Jakarta, Generasi.co — Kementerian Koperasi menegaskan komitmennya untuk memperluas penetrasi ekonomi syariah di sektor riil. Menteri Koperasi (Menkop) Ferry Juliantono menyatakan kesiapan jajarannya untuk bersinergi dengan Masyarakat Ekonomi Syariah (MES) guna memperkuat pembiayaan produktif bagi koperasi dan UMKM halal di seluruh Indonesia.
Pernyataan tersebut disampaikan Ferry melalui akun Instagram resminya, menyusul dibukanya agenda Sharia Economic Leaders Forum (SELF) 2026 yang mengangkat tema “Sharia Economy Beyond Finance: Orkestrasi Kepemimpinan Daerah dan Industri Halal untuk Akselerasi Ekosistem Ekonomi Syariah Indonesia”, Minggu (24/5/2026).
Menurut Ferry, masa depan ekonomi syariah tanah air tidak bisa lagi hanya bergantung pada sektor keuangan, melainkan harus ditopang oleh kolaborasi inklusif yang menyentuh para pelaku usaha di akar rumput.
“Ekonomi syariah membutuhkan kolaborasi yang inklusif dari seluruh pihak. Karena itu, Kementerian Koperasi siap bersinergi bersama Masyarakat Ekonomi Syariah (MES) dan seluruh pemangku kepentingan untuk memperkuat pembiayaan produktif bagi koperasi dan UMKM halal,” ujar Ferry Juliantono.
Tiga Strategi Utama Akselerasi Ekonomi Syariah
Dalam cetak biru penguatan ekosistem tersebut, Menkop Ferry menggarisbawahi tiga langkah strategis yang akan diakselerasi oleh Kementerian Koperasi:
- Pembiayaan Produktif: Membuka keran akses permodalan yang lebih luas bagi koperasi dan pelaku UMKM yang bergerak di sektor industri halal.

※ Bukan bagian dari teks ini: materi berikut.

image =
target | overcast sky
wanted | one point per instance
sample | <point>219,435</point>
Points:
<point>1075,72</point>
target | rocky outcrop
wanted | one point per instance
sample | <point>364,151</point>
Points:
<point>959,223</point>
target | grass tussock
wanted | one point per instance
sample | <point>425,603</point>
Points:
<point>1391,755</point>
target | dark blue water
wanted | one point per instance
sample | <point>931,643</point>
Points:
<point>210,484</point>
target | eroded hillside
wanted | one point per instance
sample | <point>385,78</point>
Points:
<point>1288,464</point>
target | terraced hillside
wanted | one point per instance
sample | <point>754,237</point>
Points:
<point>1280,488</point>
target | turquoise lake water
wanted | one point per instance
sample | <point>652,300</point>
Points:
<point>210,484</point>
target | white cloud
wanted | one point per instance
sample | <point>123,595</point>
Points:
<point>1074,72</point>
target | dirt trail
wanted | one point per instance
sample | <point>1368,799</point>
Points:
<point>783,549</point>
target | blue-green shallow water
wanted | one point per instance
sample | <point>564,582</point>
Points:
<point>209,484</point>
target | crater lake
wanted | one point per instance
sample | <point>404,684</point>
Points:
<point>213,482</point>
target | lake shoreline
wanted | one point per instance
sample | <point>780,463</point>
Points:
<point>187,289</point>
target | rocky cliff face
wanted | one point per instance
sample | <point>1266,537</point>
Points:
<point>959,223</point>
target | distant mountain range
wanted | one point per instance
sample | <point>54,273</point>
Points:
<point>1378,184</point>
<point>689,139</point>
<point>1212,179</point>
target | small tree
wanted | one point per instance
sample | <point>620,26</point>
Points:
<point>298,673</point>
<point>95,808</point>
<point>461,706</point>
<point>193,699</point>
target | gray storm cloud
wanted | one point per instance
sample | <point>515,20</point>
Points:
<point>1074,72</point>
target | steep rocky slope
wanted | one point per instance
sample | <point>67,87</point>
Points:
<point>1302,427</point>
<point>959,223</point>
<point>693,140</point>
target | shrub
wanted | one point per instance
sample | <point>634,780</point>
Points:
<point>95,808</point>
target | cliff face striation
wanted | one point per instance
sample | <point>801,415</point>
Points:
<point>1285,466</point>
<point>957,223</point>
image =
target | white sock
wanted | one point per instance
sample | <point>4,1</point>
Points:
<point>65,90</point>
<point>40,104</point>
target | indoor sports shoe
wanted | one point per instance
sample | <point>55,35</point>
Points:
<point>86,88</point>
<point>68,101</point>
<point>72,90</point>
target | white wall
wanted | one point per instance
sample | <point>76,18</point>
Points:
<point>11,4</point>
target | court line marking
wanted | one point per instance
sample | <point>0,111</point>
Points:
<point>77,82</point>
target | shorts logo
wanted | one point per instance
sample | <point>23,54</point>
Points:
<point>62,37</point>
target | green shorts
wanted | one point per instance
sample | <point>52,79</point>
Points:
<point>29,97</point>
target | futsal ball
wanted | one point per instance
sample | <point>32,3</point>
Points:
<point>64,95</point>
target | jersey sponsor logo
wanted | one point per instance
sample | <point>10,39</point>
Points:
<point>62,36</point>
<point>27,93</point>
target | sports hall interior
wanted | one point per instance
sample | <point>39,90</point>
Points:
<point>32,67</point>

- Koperasi Produksi di Daerah: Mendorong lahirnya koperasi-koperasi produksi berbasis industri halal di berbagai daerah demi memperkuat hilirisasi produk lokal.
- Modernisasi dan Digitalisasi: Mengembangkan model bisnis koperasi modern berbasis digital agar mampu bersaing di kancah internasional tanpa keluar dari koridor kepatuhan prinsip syariah.
Orkestrasi Tokoh Nasional dan Pakar Syariah
Forum SELF 2026 ini menjadi wadah penting yang mempertemukan para pembuat kebijakan, kepala daerah, akademisi, hingga pakar industri halal untuk menyatukan visi pembangunan ekonomi berbasis syariah.
Sejumlah tokoh penting nasional terpantau hadir dalam forum strategis ini, di antaranya:
- Amalia Adininggar Widyasanti (Kepala Badan Pusat Statistik)
- Emil Elestianto Dardak (Wakil Gubernur Jawa Timur)
- Sholahuddin Al Ayubi (Direktur Eksekutif Komite Nasional Ekonomi dan Keuangan Syariah/KNEKS)
- Ustaz Adi Hidayat (Ketua Dewan Pakar PP MES)
- Ilham Akbar Habibie (Anggota Dewan Pakar PP MES)
Sinergi lintas sektor ini diharapkan mampu melahirkan ekosistem industri halal yang solid, di mana koperasi dan UMKM dapat naik kelas dan menjadi pemain utama dalam rantai pasok halal global.